As far as I know difficulty is some abstract value that affects number of calculations required to get new block.
Is there any formula that can be used to calculate actual (or actual for some custom point in past) hashrate of whole network? As far as I know for Monero it can be done with formula difficulty * 120 / seconds_for_block (120 here is hard coded value, estimated time for single block). Is there something similar for ZCash?
Not really as a block cannot be found in a set time - it could be pretty much immediately or take hours depending on the network hash rate.
If you are trying to calculate it to “do” something, why not look it up at: https://explorer.zcha.in/ - there is also an api at API - Zchain which you can use to return JSON with all the data.
Thank you for link, that helped a lot in understanding of theory. Seems now I have to ensure that length of equihash result is same as for SHA-256 and find somewhere that magic “offset for difficulty 1” to calculate required number of hashes from current difficulty.
From your formulas I can see that in case of ETH/ETC difficulty is just estimated number of hashes that should be calculated by network to find next block.

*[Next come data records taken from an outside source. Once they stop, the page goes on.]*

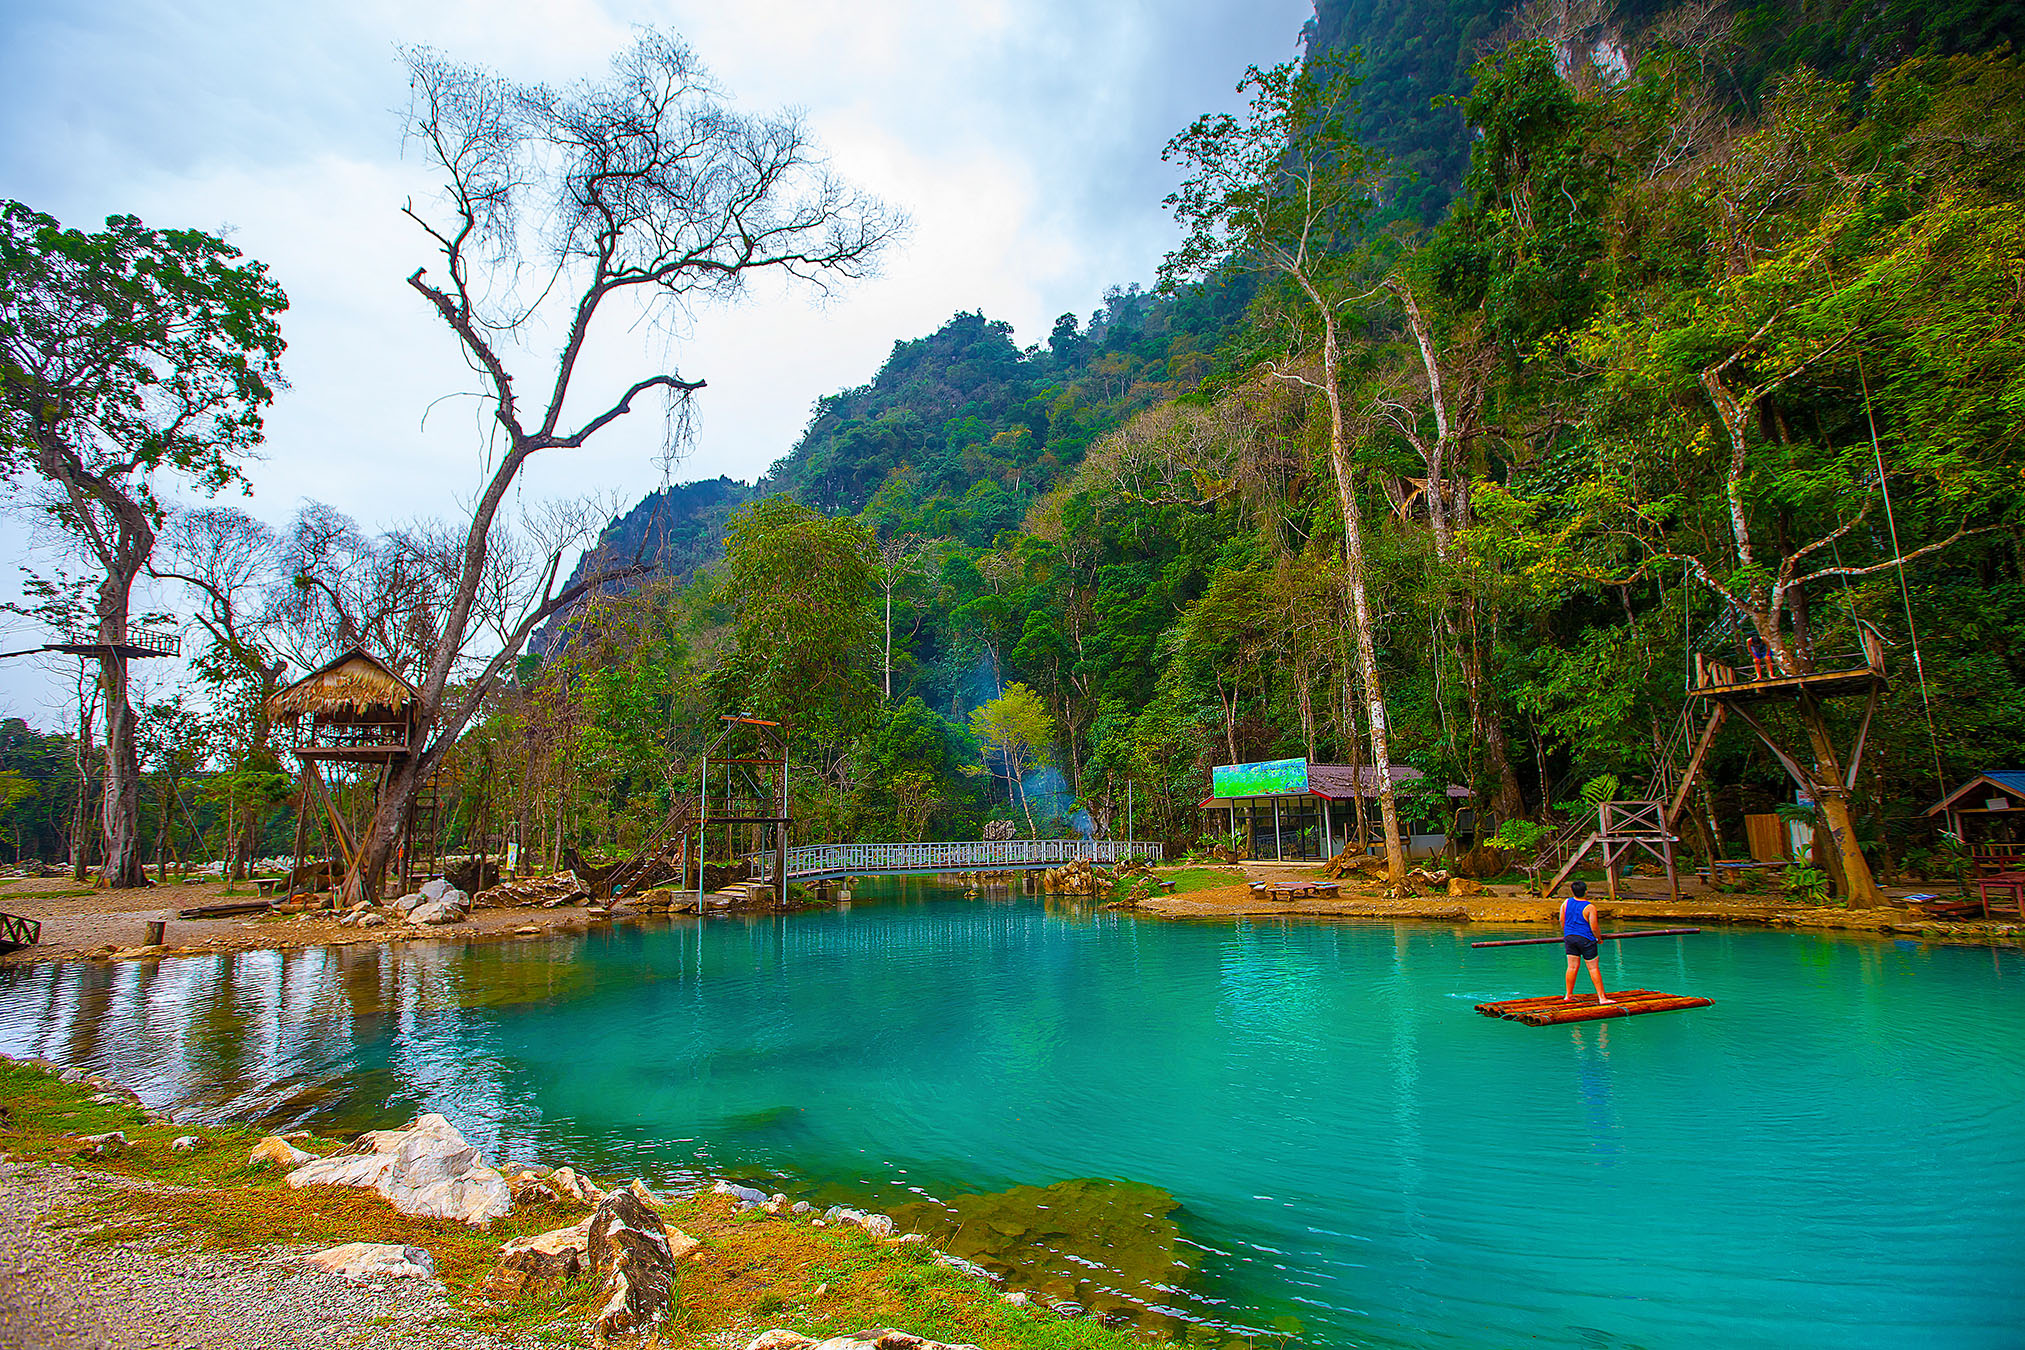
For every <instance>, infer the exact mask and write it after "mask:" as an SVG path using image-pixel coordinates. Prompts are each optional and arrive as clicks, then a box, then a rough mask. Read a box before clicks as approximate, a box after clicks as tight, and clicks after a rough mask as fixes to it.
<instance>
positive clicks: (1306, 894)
mask: <svg viewBox="0 0 2025 1350" xmlns="http://www.w3.org/2000/svg"><path fill="white" fill-rule="evenodd" d="M1334 895H1336V882H1332V880H1276V882H1272V884H1268V887H1266V897H1268V899H1274V901H1306V899H1314V897H1334Z"/></svg>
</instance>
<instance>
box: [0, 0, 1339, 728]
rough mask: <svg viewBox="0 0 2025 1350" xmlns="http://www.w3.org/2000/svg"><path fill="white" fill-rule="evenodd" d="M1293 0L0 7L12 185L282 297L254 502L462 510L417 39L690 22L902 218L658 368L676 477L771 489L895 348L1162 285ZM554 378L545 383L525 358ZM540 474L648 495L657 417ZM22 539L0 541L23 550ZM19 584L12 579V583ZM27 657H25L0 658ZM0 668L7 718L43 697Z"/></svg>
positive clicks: (79, 218) (528, 63)
mask: <svg viewBox="0 0 2025 1350" xmlns="http://www.w3.org/2000/svg"><path fill="white" fill-rule="evenodd" d="M1310 12H1312V10H1310V6H1308V4H1306V2H1304V0H1266V2H1245V0H1170V2H1164V4H1162V2H1158V0H1120V2H1112V4H1087V2H1077V0H1041V2H1035V4H1010V2H1006V0H984V2H972V4H929V2H927V0H893V2H889V4H865V2H851V4H846V2H844V0H747V2H745V4H715V2H711V4H703V2H701V0H603V2H599V0H448V2H437V4H429V6H417V4H411V2H407V0H365V2H348V4H340V2H326V4H298V6H243V4H227V2H225V0H186V2H182V4H174V2H168V0H95V2H93V0H83V2H73V4H65V6H12V8H6V10H4V12H0V77H4V79H6V83H8V87H10V97H8V101H6V111H4V113H0V194H4V196H16V198H20V200H24V202H28V204H32V206H36V208H41V210H49V213H51V215H55V217H59V219H63V221H65V223H71V225H93V223H95V221H99V219H103V217H105V215H109V213H136V215H140V217H144V219H148V221H150V223H160V225H192V227H200V229H223V227H231V231H233V241H235V243H237V245H239V247H241V249H245V251H247V253H249V255H253V257H259V259H261V261H265V263H267V265H269V267H271V269H273V275H275V277H277V279H279V281H281V285H284V287H286V289H288V293H290V302H292V308H290V314H288V316H286V320H284V334H286V338H288V344H290V350H288V358H286V362H284V366H286V370H288V378H290V383H292V389H290V391H288V393H286V395H281V399H279V401H277V405H275V407H273V413H271V417H269V443H267V451H265V457H263V459H261V461H259V463H253V466H249V478H251V480H253V486H255V496H253V500H251V502H249V508H251V510H253V512H255V514H261V516H265V518H269V520H275V522H281V520H286V518H288V516H290V514H292V512H294V508H296V504H298V502H300V500H302V498H306V496H310V498H320V500H326V502H332V504H334V506H338V508H342V510H346V512H350V514H354V516H358V518H360V522H365V524H369V526H385V524H393V522H399V520H409V518H415V516H423V514H439V512H448V510H454V506H456V504H458V502H462V500H468V498H470V494H472V492H474V488H476V482H478V447H480V445H482V419H480V415H478V409H476V405H474V403H472V401H468V399H456V397H450V399H446V395H454V393H456V391H460V389H470V387H472V378H470V372H468V370H466V368H464V364H462V360H460V358H458V352H456V346H454V344H452V340H450V334H448V332H443V330H441V328H439V326H437V324H435V322H433V320H431V316H429V314H427V312H425V310H423V306H421V302H419V298H417V296H413V291H409V287H407V285H405V283H403V279H405V277H407V273H411V271H413V269H415V267H417V265H421V263H427V261H431V259H429V253H427V249H425V247H423V243H425V241H423V239H421V237H419V233H417V231H415V229H413V225H411V223H407V221H405V219H403V217H401V215H399V206H401V202H403V198H405V196H407V194H417V196H421V194H425V192H427V190H429V180H427V178H425V174H423V172H421V164H419V160H417V158H415V156H413V154H409V156H407V158H403V154H401V138H399V113H401V107H405V101H407V89H405V83H403V73H401V65H399V57H397V49H399V47H401V45H411V43H419V45H431V47H437V49H439V51H443V53H448V55H452V57H456V59H462V61H472V63H478V65H488V67H494V69H498V71H502V73H506V75H510V77H516V79H541V81H555V83H561V81H569V79H577V77H585V75H597V73H599V71H601V67H603V63H605V59H608V57H610V53H612V51H616V49H618V47H622V45H624V43H626V40H628V34H630V30H632V28H634V26H640V24H654V26H668V28H674V30H676V32H682V34H684V36H686V38H689V40H691V43H693V45H695V47H697V51H699V55H701V57H703V59H705V63H707V65H709V67H711V71H713V73H715V75H717V79H719V83H721V85H723V87H725V91H727V93H729V95H731V97H733V99H735V101H737V103H739V105H741V107H747V109H780V107H798V109H802V111H804V115H806V117H808V123H810V125H812V130H814V132H816V136H818V138H820V142H822V144H824V146H826V148H828V152H830V156H832V160H834V164H836V166H838V168H840V170H842V172H844V174H846V176H851V178H853V180H857V182H861V184H865V186H867V188H871V190H875V192H879V194H881V196H885V198H887V200H891V202H893V204H895V206H899V208H903V210H907V213H909V215H911V219H913V233H911V237H909V241H907V245H905V247H903V249H901V251H897V253H895V255H893V257H889V259H887V265H885V271H883V275H881V277H877V279H873V281H867V283H863V285H857V287H853V289H851V291H848V293H844V296H838V298H836V300H832V302H830V304H812V302H810V300H808V298H806V296H796V293H784V291H780V287H755V289H753V293H751V296H749V300H747V302H745V304H743V306H741V308H735V310H709V312H703V314H699V316H695V324H693V328H691V332H689V334H686V340H684V342H680V344H676V346H674V348H672V358H674V360H676V362H678V368H680V370H682V372H684V374H691V376H699V374H701V376H703V378H707V381H709V389H707V391H705V393H703V395H701V397H699V407H697V413H699V435H697V441H695V445H693V449H691V453H689V457H686V461H684V463H680V466H678V470H676V476H678V478H703V476H715V474H731V476H735V478H753V476H757V474H761V472H763V470H765V468H767V466H770V463H772V461H774V459H776V457H780V455H782V453H784V451H786V449H788V447H790V445H792V441H794V437H796V435H798V433H800V429H802V425H804V423H806V419H808V409H810V405H812V401H814V399H818V397H820V395H826V393H832V391H836V389H840V387H846V385H857V383H863V381H867V378H869V376H871V374H873V372H875V370H877V366H879V362H881V360H883V358H885V354H887V352H889V350H891V346H893V342H895V340H903V338H915V336H921V334H925V332H932V330H934V328H936V326H940V324H942V322H944V320H946V318H950V314H954V312H958V310H978V308H982V310H984V312H986V314H988V316H992V318H1004V320H1010V322H1013V324H1015V328H1017V332H1019V336H1021V340H1023V342H1033V340H1041V338H1045V334H1047V328H1049V326H1051V322H1053V318H1055V316H1057V314H1061V312H1069V310H1073V312H1077V314H1083V316H1087V314H1089V312H1091V310H1094V308H1096V306H1098V304H1100V302H1102V291H1104V287H1106V285H1112V283H1126V281H1148V279H1150V277H1152V269H1154V265H1156V263H1158V259H1160V255H1162V251H1164V249H1166V247H1168V245H1170V243H1172V225H1170V223H1168V221H1166V217H1164V215H1162V210H1160V196H1162V194H1164V192H1166V188H1168V186H1170V174H1168V170H1166V166H1162V164H1160V162H1158V152H1160V146H1162V144H1164V140H1166V138H1168V136H1170V134H1172V132H1177V130H1179V128H1181V125H1185V123H1187V121H1189V119H1191V117H1193V115H1197V113H1201V111H1207V109H1213V107H1229V105H1231V103H1233V101H1235V95H1233V85H1235V81H1237V77H1239V75H1241V71H1243V67H1245V65H1247V63H1270V61H1282V59H1288V57H1292V55H1294V53H1296V34H1298V30H1300V24H1302V22H1304V20H1306V18H1308V16H1310ZM668 354H670V352H668V350H666V348H664V344H662V342H660V340H658V338H656V336H654V334H642V332H630V330H626V328H616V330H612V332H605V334H601V338H599V342H597V346H595V350H593V360H591V366H589V368H587V372H585V376H587V381H589V383H591V385H595V387H599V389H614V391H616V389H624V385H626V383H628V381H630V378H636V376H638V374H640V372H644V370H650V368H658V364H656V362H660V360H664V358H666V356H668ZM537 364H539V362H537ZM628 421H630V423H632V425H626V423H620V425H614V427H612V429H610V431H608V433H603V435H601V437H599V441H597V443H593V445H591V447H587V449H585V451H581V453H577V455H573V457H569V459H555V461H549V463H541V461H537V463H535V466H533V468H531V472H529V476H527V484H524V492H527V494H529V496H533V498H541V496H547V494H575V492H581V490H583V488H603V490H620V492H624V494H628V496H632V494H638V492H644V490H650V488H654V486H658V484H660V478H662V470H660V468H658V463H656V455H654V451H656V443H658V431H660V427H658V419H656V417H654V415H652V413H648V415H638V417H634V419H628ZM20 538H22V534H20V528H18V524H6V526H0V546H12V549H10V551H12V553H18V551H20ZM10 587H12V579H10V577H0V589H10ZM10 646H12V644H10ZM10 666H12V668H6V666H0V706H8V708H10V710H14V712H20V714H30V716H34V719H36V721H49V719H47V716H43V714H41V712H38V704H41V702H43V698H45V688H43V684H41V682H38V680H34V678H30V676H28V674H26V668H24V666H22V664H18V662H14V664H10Z"/></svg>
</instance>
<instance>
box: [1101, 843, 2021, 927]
mask: <svg viewBox="0 0 2025 1350" xmlns="http://www.w3.org/2000/svg"><path fill="white" fill-rule="evenodd" d="M1245 878H1247V882H1270V880H1322V868H1320V864H1312V862H1310V864H1300V862H1247V864H1245ZM1339 887H1341V895H1339V897H1334V899H1304V901H1282V899H1264V897H1258V895H1253V893H1251V889H1249V884H1245V887H1219V889H1213V891H1191V893H1187V895H1156V897H1150V899H1146V901H1140V905H1138V911H1140V913H1150V915H1158V917H1164V919H1235V917H1266V915H1296V917H1312V919H1432V921H1446V923H1486V925H1515V923H1539V925H1547V923H1553V921H1555V915H1557V901H1547V899H1539V897H1535V895H1527V893H1525V889H1523V887H1484V889H1482V891H1480V893H1476V895H1460V897H1452V895H1446V893H1444V891H1442V889H1440V887H1422V895H1407V897H1399V899H1387V897H1385V887H1383V882H1373V880H1363V878H1357V876H1347V878H1343V880H1341V882H1339ZM1596 891H1598V893H1596V895H1592V897H1590V899H1592V901H1594V903H1596V913H1598V917H1600V919H1604V921H1606V923H1614V925H1620V927H1622V925H1626V923H1636V925H1640V927H1642V925H1705V923H1707V925H1717V923H1735V925H1762V927H1800V929H1843V931H1861V933H1901V935H1903V933H1910V935H1918V937H1924V939H1930V941H1966V943H2007V945H2009V943H2021V941H2025V925H2019V923H2015V921H1989V919H1976V921H1958V923H1956V921H1944V919H1928V917H1924V915H1918V913H1916V911H1912V909H1841V907H1810V905H1794V903H1790V901H1788V899H1786V897H1782V895H1750V893H1723V891H1711V889H1709V887H1705V884H1701V882H1699V880H1695V878H1693V876H1683V878H1681V899H1679V901H1675V899H1673V897H1671V895H1669V893H1667V878H1665V876H1634V878H1628V880H1620V882H1618V899H1614V901H1612V899H1610V897H1606V895H1602V887H1596ZM1897 893H1901V895H1903V893H1906V889H1899V891H1897Z"/></svg>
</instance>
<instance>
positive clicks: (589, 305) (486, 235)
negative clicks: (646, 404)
mask: <svg viewBox="0 0 2025 1350" xmlns="http://www.w3.org/2000/svg"><path fill="white" fill-rule="evenodd" d="M405 59H407V69H409V83H411V91H413V103H411V111H409V119H407V134H409V140H411V144H415V146H417V148H419V150H421V154H423V158H425V160H427V162H429V166H431V168H433V170H437V172H439V174H441V192H439V196H437V198H435V200H431V202H409V206H407V215H409V219H413V221H415V225H417V227H419V229H421V231H423V235H425V237H427V239H429V243H431V245H433V249H435V253H437V257H435V263H433V267H435V271H431V269H429V267H417V269H415V273H413V275H409V279H407V283H409V285H411V287H413V289H415V293H417V296H419V298H421V300H423V302H425V304H427V306H429V310H431V312H433V314H435V316H437V318H439V320H441V322H443V326H446V328H448V330H450V332H452V334H454V336H456V340H458V346H460V350H462V354H464V358H466V362H468V364H470V368H472V372H474V376H476V389H474V393H476V395H478V399H480V401H482V407H484V413H486V425H488V445H486V459H484V461H486V478H484V484H482V488H480V492H478V496H476V500H474V504H472V510H470V518H468V522H464V524H460V526H458V530H456V532H454V549H452V553H450V555H448V557H441V561H443V563H446V569H443V575H441V589H439V595H441V607H439V609H431V615H429V627H431V634H429V636H431V640H429V644H427V656H425V660H423V662H421V664H419V690H421V719H423V725H425V727H427V737H429V739H427V745H425V747H423V749H421V751H419V753H415V755H411V757H407V759H405V761H401V763H399V765H395V767H393V771H391V773H389V777H387V789H385V793H383V795H381V804H379V810H377V812H375V818H373V824H371V828H369V830H367V838H365V846H362V868H360V872H362V874H360V878H358V880H360V891H362V893H367V895H371V893H377V891H379V884H381V878H383V876H385V870H387V862H389V860H391V858H393V850H395V846H397V842H399V838H401V830H403V824H405V820H407V814H409V801H411V799H413V791H415V787H417V785H419V783H421V781H423V779H425V777H429V775H431V773H433V771H435V767H437V763H441V759H443V755H446V751H448V749H450V745H452V743H454V741H456V737H458V735H460V733H462V731H464V727H466V723H468V721H470V716H472V712H474V710H476V708H478V702H480V700H482V698H484V694H486V690H488V688H490V686H492V684H494V682H496V680H498V678H500V674H502V672H504V670H508V668H510V662H512V660H514V656H516V654H518V650H520V646H522V644H524V642H527V638H529V634H533V631H535V627H537V625H539V623H541V621H543V619H547V617H549V615H551V613H555V611H557V609H563V607H567V605H569V603H573V601H575V599H577V597H581V595H587V593H593V591H597V589H599V587H603V585H605V583H610V581H612V579H614V577H618V575H624V573H626V571H630V565H622V567H614V569H597V571H593V573H589V575H583V577H579V579H577V581H575V583H573V585H557V583H555V577H557V575H559V565H561V561H559V559H557V563H555V565H553V567H547V569H539V573H541V577H543V585H539V587H531V589H529V591H527V599H529V603H527V605H524V607H522V609H518V611H516V613H514V621H512V623H502V621H500V615H504V613H506V611H508V609H510V605H502V603H498V597H500V587H498V585H496V583H488V577H496V571H494V553H496V551H498V549H500V546H502V540H500V534H498V528H500V512H502V506H504V504H506V496H508V492H510V490H512V486H514V482H516V480H518V476H520V470H522V468H524V466H527V461H529V459H531V457H535V455H539V453H549V451H569V449H577V447H581V445H583V443H585V441H589V439H591V437H593V435H597V433H599V431H601V429H605V427H608V425H612V423H614V421H618V419H620V417H626V415H628V413H630V411H632V409H634V405H636V403H638V401H640V399H646V397H656V399H658V401H660V403H662V407H664V411H666V415H668V427H670V443H668V451H670V453H672V449H674V445H672V437H674V433H676V429H678V425H680V417H682V411H684V409H686V401H689V397H691V395H693V393H695V391H697V389H701V387H703V381H695V378H686V376H682V374H676V372H674V370H658V372H652V374H644V376H640V378H636V381H634V383H632V385H628V387H626V389H622V391H618V393H616V395H614V393H608V395H591V393H587V391H583V393H579V385H581V383H583V378H581V376H583V354H585V348H587V342H589V338H591V332H593V326H595V324H597V320H599V318H603V316H614V314H616V322H622V324H634V322H646V324H664V326H674V324H678V322H680V320H682V318H686V316H689V314H691V306H695V304H699V302H709V300H717V302H723V300H733V298H737V296H741V293H743V289H745V285H747V283H749V279H751V277H753V275H767V273H772V275H782V277H788V279H794V281H804V283H810V285H814V287H818V289H828V287H830V285H832V283H836V281H844V279H853V277H861V275H865V273H867V271H869V269H871V267H873V263H875V259H877V257H879V253H881V251H883V249H885V245H887V243H889V241H893V237H895V233H897V231H899V229H901V219H899V217H895V215H893V213H891V210H887V208H885V206H883V204H881V202H877V200H873V198H869V196H865V194H863V192H859V190H857V188H853V186H851V184H846V182H844V180H842V178H840V176H836V174H834V172H830V168H828V164H826V162H824V158H822V154H820V150H818V148H816V146H814V142H812V140H810V136H808V130H806V128H804V125H802V121H800V119H798V117H792V115H778V117H755V115H747V113H739V111H735V109H731V107H727V105H725V103H723V101H721V99H719V97H717V91H715V89H713V85H711V81H709V77H707V75H705V71H703V67H701V63H699V61H697V57H695V55H693V53H691V49H689V47H686V45H684V43H680V40H678V38H674V36H670V34H660V32H642V34H640V36H638V38H636V40H634V43H632V47H628V49H626V51H622V53H620V55H618V57H616V59H614V63H612V71H610V75H608V77H605V79H603V81H585V83H577V85H571V87H567V89H553V87H547V85H520V83H514V81H510V79H504V77H500V75H494V73H490V71H480V69H474V67H464V65H458V63H452V61H448V59H443V57H441V55H437V53H433V51H427V49H409V51H407V53H405ZM551 338H553V356H543V358H539V360H541V374H539V376H537V383H535V389H539V393H537V395H535V397H533V399H524V397H522V385H520V383H516V374H514V366H516V364H518V362H520V360H522V358H524V356H527V354H529V348H537V346H547V340H551ZM573 393H575V395H577V399H573ZM508 571H514V573H520V571H522V569H508ZM488 611H490V613H488ZM476 646H488V648H492V654H490V658H488V660H484V662H482V664H480V666H478V670H476V672H470V674H468V680H464V682H462V688H460V690H456V692H454V688H452V684H454V680H458V678H460V672H464V670H466V666H468V664H470V656H468V654H470V652H472V650H474V648H476Z"/></svg>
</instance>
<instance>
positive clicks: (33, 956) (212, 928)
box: [0, 876, 626, 961]
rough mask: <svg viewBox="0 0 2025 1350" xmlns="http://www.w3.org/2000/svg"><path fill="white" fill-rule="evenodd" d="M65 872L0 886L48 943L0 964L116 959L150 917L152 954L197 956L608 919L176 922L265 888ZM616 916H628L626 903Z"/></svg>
mask: <svg viewBox="0 0 2025 1350" xmlns="http://www.w3.org/2000/svg"><path fill="white" fill-rule="evenodd" d="M81 891H83V889H81V887H79V884H77V882H75V880H71V878H69V876H51V878H8V880H4V882H0V911H6V913H10V915H20V917H24V919H36V921H41V925H43V941H41V943H38V945H34V947H28V949H26V951H14V953H10V955H4V957H0V961H67V959H79V957H91V955H111V953H113V951H126V949H132V947H140V945H142V943H144V941H148V923H150V921H166V923H168V931H166V933H164V943H162V951H154V949H148V955H194V953H205V951H251V949H263V947H336V945H344V943H387V941H407V939H458V941H470V939H510V937H516V935H518V933H516V931H514V929H520V927H527V925H535V927H537V929H541V933H569V931H581V929H585V927H589V925H591V923H608V921H610V919H605V917H601V915H599V917H593V915H587V913H585V907H583V905H573V907H559V909H541V907H539V905H535V907H512V909H474V911H472V915H470V919H466V921H464V923H452V925H443V927H423V929H417V927H409V925H401V923H393V921H389V923H387V925H383V927H375V929H346V927H338V917H336V915H334V913H316V915H235V917H229V919H178V917H176V911H178V909H194V907H198V905H223V903H233V901H257V899H259V893H257V891H255V889H253V887H251V884H247V882H239V887H237V889H233V891H227V887H225V882H223V880H209V878H207V880H190V882H176V880H170V882H168V884H162V887H150V889H148V891H83V893H81ZM618 915H626V909H620V911H618Z"/></svg>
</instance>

So to find hash rate of whole network during generation of custom block N, I should get difference between time stamp block N and block N-1 and divide it with difficulty of block N, should I?
If yes, what’s the rule for Zcash? I’ve found that for Bitcoin I should multiple result of that division with 2^32 and for Monero with 120. Seems for ETH/ETC we don’t need that coefficient (if your formula is correct). And what about Zcash?